タイトルから世界の名建築を紹介する本だと思いがちですが、どちらかというと「西洋建築用語ビジュアル辞典」と呼んだ方が正確かもしれません。表紙のように、ある建築物やその一部を取り上げて、構造、パーツ、材料などにつけられた用語と、その解説が図示されています。時代ごとの建築様式の解説と、その代表的な名建築を紹介するタイプの本は数多くあります。一方で本書は、あえて時代による分類に主眼を置いていません。構造やディティールなどに対し、時代を超えて一般化された要素としての解説を与えています。それはまさに、古今の建物が混在する街並みを眺めている現在の私たちの視点と一致しているのです。本書は、建築を様式で分類することが難しい現代における最適な建築ガイドと言えるかもしれません。
感想
本書を読んで建築のディティールを見る視点を手に入れると、建築物を見る時の視点がいっきに変わります。建物全体を見る時の目のレンズが、広角レンズから望遠レンズに変わるイメージです。今まであまり気に留めなかった、柱の種類、レンガの積み方、ガラスのはめ方、などなど、建物のディティールに目が行くようになります。

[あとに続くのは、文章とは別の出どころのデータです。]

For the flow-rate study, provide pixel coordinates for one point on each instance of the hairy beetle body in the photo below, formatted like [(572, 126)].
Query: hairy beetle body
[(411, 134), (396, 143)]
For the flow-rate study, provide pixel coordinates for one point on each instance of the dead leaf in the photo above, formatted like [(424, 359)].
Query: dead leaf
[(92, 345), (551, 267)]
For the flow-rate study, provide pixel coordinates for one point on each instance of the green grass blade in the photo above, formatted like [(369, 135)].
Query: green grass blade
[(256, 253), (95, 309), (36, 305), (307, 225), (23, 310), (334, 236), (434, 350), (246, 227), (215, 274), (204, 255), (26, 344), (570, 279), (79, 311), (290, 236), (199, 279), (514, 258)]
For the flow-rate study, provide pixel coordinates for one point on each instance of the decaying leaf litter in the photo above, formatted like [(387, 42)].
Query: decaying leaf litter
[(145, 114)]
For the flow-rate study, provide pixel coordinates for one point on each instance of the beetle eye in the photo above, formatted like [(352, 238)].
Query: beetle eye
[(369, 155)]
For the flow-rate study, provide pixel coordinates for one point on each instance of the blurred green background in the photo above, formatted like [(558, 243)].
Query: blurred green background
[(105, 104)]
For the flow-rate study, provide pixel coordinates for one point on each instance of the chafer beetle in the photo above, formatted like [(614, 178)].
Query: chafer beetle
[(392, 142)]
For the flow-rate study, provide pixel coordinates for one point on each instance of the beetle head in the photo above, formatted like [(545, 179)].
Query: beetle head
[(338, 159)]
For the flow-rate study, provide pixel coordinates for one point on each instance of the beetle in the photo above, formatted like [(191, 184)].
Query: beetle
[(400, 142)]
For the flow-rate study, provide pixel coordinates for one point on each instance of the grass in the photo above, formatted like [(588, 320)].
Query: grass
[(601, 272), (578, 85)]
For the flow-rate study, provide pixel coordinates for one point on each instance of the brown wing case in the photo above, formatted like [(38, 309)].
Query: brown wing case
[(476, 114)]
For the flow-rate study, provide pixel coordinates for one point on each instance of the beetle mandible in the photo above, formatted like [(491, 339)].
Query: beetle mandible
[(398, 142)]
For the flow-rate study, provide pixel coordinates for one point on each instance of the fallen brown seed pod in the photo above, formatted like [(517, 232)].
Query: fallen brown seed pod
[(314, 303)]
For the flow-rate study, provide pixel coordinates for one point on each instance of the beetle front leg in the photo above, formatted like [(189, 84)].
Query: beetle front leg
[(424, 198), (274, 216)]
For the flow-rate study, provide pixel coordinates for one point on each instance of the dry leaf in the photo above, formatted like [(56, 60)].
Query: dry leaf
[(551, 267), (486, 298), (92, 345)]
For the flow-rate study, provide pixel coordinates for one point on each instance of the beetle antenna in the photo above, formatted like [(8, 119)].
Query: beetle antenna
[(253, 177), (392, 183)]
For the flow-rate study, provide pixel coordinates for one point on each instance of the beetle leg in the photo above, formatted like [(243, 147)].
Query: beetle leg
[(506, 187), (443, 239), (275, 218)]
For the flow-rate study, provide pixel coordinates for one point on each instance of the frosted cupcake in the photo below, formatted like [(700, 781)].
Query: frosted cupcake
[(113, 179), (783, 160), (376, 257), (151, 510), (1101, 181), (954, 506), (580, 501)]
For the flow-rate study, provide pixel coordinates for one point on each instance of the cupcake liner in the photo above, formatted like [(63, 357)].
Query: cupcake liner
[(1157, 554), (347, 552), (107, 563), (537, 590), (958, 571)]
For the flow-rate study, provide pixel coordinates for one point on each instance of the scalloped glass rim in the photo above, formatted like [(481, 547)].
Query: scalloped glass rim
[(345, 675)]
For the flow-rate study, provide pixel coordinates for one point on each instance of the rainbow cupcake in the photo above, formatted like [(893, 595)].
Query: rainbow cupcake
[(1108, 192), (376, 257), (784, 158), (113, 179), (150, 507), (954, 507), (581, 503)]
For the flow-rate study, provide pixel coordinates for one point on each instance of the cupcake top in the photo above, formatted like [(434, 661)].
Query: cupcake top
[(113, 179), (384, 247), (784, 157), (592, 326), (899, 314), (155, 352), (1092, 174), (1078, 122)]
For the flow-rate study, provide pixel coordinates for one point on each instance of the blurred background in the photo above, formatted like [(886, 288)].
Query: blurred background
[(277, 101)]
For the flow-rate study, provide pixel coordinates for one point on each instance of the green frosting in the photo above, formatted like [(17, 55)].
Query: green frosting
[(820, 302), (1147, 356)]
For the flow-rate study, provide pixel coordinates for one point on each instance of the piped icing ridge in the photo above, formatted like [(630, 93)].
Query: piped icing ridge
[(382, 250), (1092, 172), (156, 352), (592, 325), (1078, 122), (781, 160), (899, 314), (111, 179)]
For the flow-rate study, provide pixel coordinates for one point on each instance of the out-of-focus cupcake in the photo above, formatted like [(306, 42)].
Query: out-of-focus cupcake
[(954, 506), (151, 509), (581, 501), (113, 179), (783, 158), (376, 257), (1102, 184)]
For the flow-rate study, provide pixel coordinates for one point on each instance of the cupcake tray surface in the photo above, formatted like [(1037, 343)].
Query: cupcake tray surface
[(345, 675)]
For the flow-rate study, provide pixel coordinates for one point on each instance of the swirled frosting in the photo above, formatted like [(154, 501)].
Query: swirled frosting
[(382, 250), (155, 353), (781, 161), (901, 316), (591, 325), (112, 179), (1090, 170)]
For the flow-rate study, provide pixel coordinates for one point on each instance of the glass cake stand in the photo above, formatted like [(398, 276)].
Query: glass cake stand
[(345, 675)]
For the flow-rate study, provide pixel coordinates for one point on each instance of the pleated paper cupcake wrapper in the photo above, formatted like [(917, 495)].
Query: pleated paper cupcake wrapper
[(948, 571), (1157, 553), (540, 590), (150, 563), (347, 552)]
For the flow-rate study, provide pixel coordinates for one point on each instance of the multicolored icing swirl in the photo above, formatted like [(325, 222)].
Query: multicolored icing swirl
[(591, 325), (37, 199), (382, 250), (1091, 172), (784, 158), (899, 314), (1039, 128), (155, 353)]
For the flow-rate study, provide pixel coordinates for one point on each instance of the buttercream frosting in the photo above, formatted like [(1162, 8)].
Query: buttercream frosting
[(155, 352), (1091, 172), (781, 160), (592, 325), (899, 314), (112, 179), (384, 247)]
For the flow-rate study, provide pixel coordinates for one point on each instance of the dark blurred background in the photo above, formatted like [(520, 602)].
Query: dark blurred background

自分で驚いたのが、読後に映画などの映像作品を見る時に急に背景美術の細部に目がいくようになったことです。特に、アニメの背景です。アニメに出てくる建物は実物ではないので、アーティストの力量やこだわり具合、予算などによって建物の描写のクオリティがピンからキリまであります。アニメではファンタジー世界の中世風の建物から現代のビルまで様々な背景が描かれますが、本書で得た知識を持ってそれを眺めると、まったく調査もせずに適当に描かれているな、というのが気になってしまうようになりました。
一方で、しっかりと時代考証をして正確に描かれている作品や、架空の世界を表現するためにオリジナルの建築デザインを織り込んでいる作品など、背景を見ることでその作品に対する制作者たちの熱量がわかるようになりました。背景を見て、「この作品は信頼して観られるな」という気分にさせてくれるのです。
もう一つ感じたことが、「用語」を覚えることの効用です。例えばギリシア神殿を見るときにアーキトレーブやペディメントといった用語を覚えていなくても、視覚的に楽しむことは可能じゃないかと思いがちです。でも意外に、頭の中で建築の要素が用語に変換されるのとされないのでは大きな違いがあるような気がします。ギリシア神殿に精巧な浮き彫りのレリーフがあって感動したとします。そこで頭に用語が浮かばないと「綺麗な装飾」で終わってしまいがちです。一方で頭の中で「フリーズに素晴らしいレリーフがある」と認識すると、別の神殿を見たときに自然と「フリーズ」に目が行って、以前見たものとの比較が脳内で始まるのです。年齢的に用語を覚えるのは辛くなってきてますが、ある程度覚えた方が今後の楽しみが増えそうだな、と思わされました。